With a unified IT monitoring solution like up.time one of the more popular discusses we have with users is agent versus agentless monitoring. In this blog I wanted to capture some of the relevant discussion points in an effort to help those that are having this discussion inside their organizations.
We monitor technology for a variety of reasons. The most popular reasons are to assess performance and health. We want to understand when technology is having problems so that we can fix those problems, or ideally, identify impending problems so we can address them before they happen. The technology we monitor can range from devices; such as servers, network or storage devices; to software and applications.
There are two popular approaches to gathering data from the technology we want to monitor – with an agent and without an agent. Agent based monitoring typically involves installing an agent (small executable) on, or alongside, the technology we want to monitor. Agents can be built in a variety of technologies and can work in different ways. They are often supplied by a vendor with a monitoring solution.
There are also technologies we can leverage to perform agentless monitoring. The term “agentless” is a bit of a misnomer because the agentless technology we leverage is essentially an agent. However, the agentless technology is often provided by the technology vendor for the technology we want to monitor, and is often based on a defined standard. The term “agentless” really speaks to the idea that a 3rd party agent is not required. Often the agentless technology we leverage needs to be installed, configured, enabled, etc; not unlike a vendor supplied agent.
The most popular technologies we leverage in agentless monitoring are Windows Management Instrumentation (WMI) and Simple Network Management Protocol (SNMP). WMI is most often used to monitor and manage Microsoft Windows and other Microsoft software. SNMP is typically used more generically to monitor and manage things like Linux and Unix systems, network and other devices (it can also be used to monitor/manage Microsoft Windows systems, but often isn’t). A detailed discussion of these technologies is outside of the scope of this post. The discussion that follows assumes some familiarity with agentless monitoring technologies.

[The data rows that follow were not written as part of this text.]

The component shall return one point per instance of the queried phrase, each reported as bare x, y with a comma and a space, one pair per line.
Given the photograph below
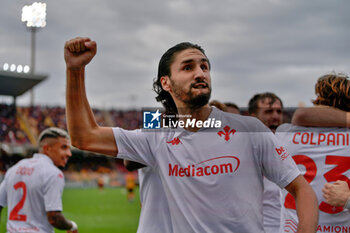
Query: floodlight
26, 69
19, 69
34, 15
6, 67
12, 67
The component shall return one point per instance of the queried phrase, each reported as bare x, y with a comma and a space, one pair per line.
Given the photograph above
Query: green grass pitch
102, 211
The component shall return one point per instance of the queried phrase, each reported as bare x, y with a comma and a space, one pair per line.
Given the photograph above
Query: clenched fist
78, 52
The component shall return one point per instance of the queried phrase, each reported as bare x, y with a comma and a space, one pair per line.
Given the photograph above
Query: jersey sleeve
3, 193
53, 190
277, 165
134, 145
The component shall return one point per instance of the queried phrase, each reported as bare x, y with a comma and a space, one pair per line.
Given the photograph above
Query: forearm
321, 116
57, 220
83, 129
306, 204
307, 211
85, 133
132, 166
80, 118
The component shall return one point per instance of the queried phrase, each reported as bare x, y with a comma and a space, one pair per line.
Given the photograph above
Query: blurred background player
268, 108
322, 155
32, 188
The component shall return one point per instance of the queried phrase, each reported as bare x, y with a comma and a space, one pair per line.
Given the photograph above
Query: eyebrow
192, 60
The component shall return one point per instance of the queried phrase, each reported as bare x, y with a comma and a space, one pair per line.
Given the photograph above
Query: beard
191, 100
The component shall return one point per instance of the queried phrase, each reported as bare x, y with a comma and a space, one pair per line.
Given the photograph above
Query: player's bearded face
190, 78
190, 96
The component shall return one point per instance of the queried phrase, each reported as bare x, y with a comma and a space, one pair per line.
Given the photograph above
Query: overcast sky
281, 46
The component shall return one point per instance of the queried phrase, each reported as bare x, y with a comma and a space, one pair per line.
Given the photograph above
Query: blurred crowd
20, 127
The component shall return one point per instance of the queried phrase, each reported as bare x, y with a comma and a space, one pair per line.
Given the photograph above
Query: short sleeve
3, 194
135, 145
278, 166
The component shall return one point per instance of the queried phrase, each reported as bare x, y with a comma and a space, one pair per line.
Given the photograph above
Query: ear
165, 81
46, 148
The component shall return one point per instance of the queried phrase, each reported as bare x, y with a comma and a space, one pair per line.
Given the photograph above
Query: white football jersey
212, 178
323, 156
31, 188
271, 206
155, 215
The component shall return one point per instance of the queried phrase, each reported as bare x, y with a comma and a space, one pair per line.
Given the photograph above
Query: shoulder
244, 123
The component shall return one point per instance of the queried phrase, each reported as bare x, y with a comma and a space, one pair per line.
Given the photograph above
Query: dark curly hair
333, 90
164, 70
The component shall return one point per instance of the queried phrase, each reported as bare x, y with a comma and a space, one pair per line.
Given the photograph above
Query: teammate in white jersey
268, 108
212, 178
322, 155
32, 188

Both agent and agentless monitoring have advantages and disadvantages; we will discuss some of the more popular advantages and disadvantages below.
Agent Advantages
One of the advantage of running an agent to gather data is that it can often be extended, depending on who created the agent, beyond its base capabilities. Often an agent can be used to perform specific actions. For example, if when monitoring a server we notice that a service or daemon is stopped it can be restarted. Also, agents can often be extended to monitor more than one thing. For example, an agent might gather both operating system data and data related to a specific application. In short, agents can be made to do lots of things.
Agent Disadvantages
The primary disadvantage to using an agent is just that – you are using an agent that you have to install, manage, update, etc. Depending on the creator of the agent this can be a more or less time consuming task.
Agentless Advantages
The advantage to agentless monitoring is that nothing has to be installed on devices, with applications, etc, from the monitoring vendor. This means that managing the monitoring environment has less moving parts and is often simpler.
Agentless Disadvantages
There is an assumption that required components for agentless monitoring (WMI, SNMP, etc) are in place and are running. This often is not the case by default. For example, a number of Linux distros no longer come with SNMP installed by default. For users that want to run agentless monitoring it is a good practice to ensure the required components are part of their base server installation.
The other big challenge with agentless monitoring is that it uses well known interfaces that by definition allow remote access. This can create security concerns. It is worth noting that agentless technologies like WMI and SNMP provide more than just access to performance data, they also provide some fairly significant management capabilities such as being able to reboot a server. Like most security concerns this can be limited through proper configuration, however, that leaves an education burden on the part of the user to fully understand the agentless technologies they are using.
Choosing the Right Approach
In up.time we support a variety of agent based and agentless monitoring options to try to satisfy the needs of different users. I encourage users to think about their monitoring requirements to assess which option(s) is(are) right for them. For example, if you are looking for the easiest option, and you are not concerned about potential security risks and you don’t need to extend monitoring to perform actions then agentless monitoring might be right for you. If you need the ability to monitor applications not supported by an agentless platform then agent based monitoring might be right for you.
Sometimes the choice of which approach to take is dictated by other groups within the organization. For example, I know some users that will absolutely, under no circumstances, enable SNMP on their servers – they see it as a security risk. In those environments agent based monitoring solutions are often the best choice.
Also, keep in mind that sometimes the choice of which monitoring approach is available is dictated by the technology. Some devices don’t allow an agent to be installed, for example network and storage devices often don’t allow anything to be installed. In those cases an agentless approach must be used. Another good example of popular technology that must be monitored without an agent is VMware. VMware provides an API that can be used to extract monitoring data because they no longer allow an agent to be installed on the hypervisor.
This is far from a deep dive into all of the possible considerations for choosing an approach to monitoring. Hopefully, this gives you something to think about when you are evaluating which monitoring approach is right in your environment.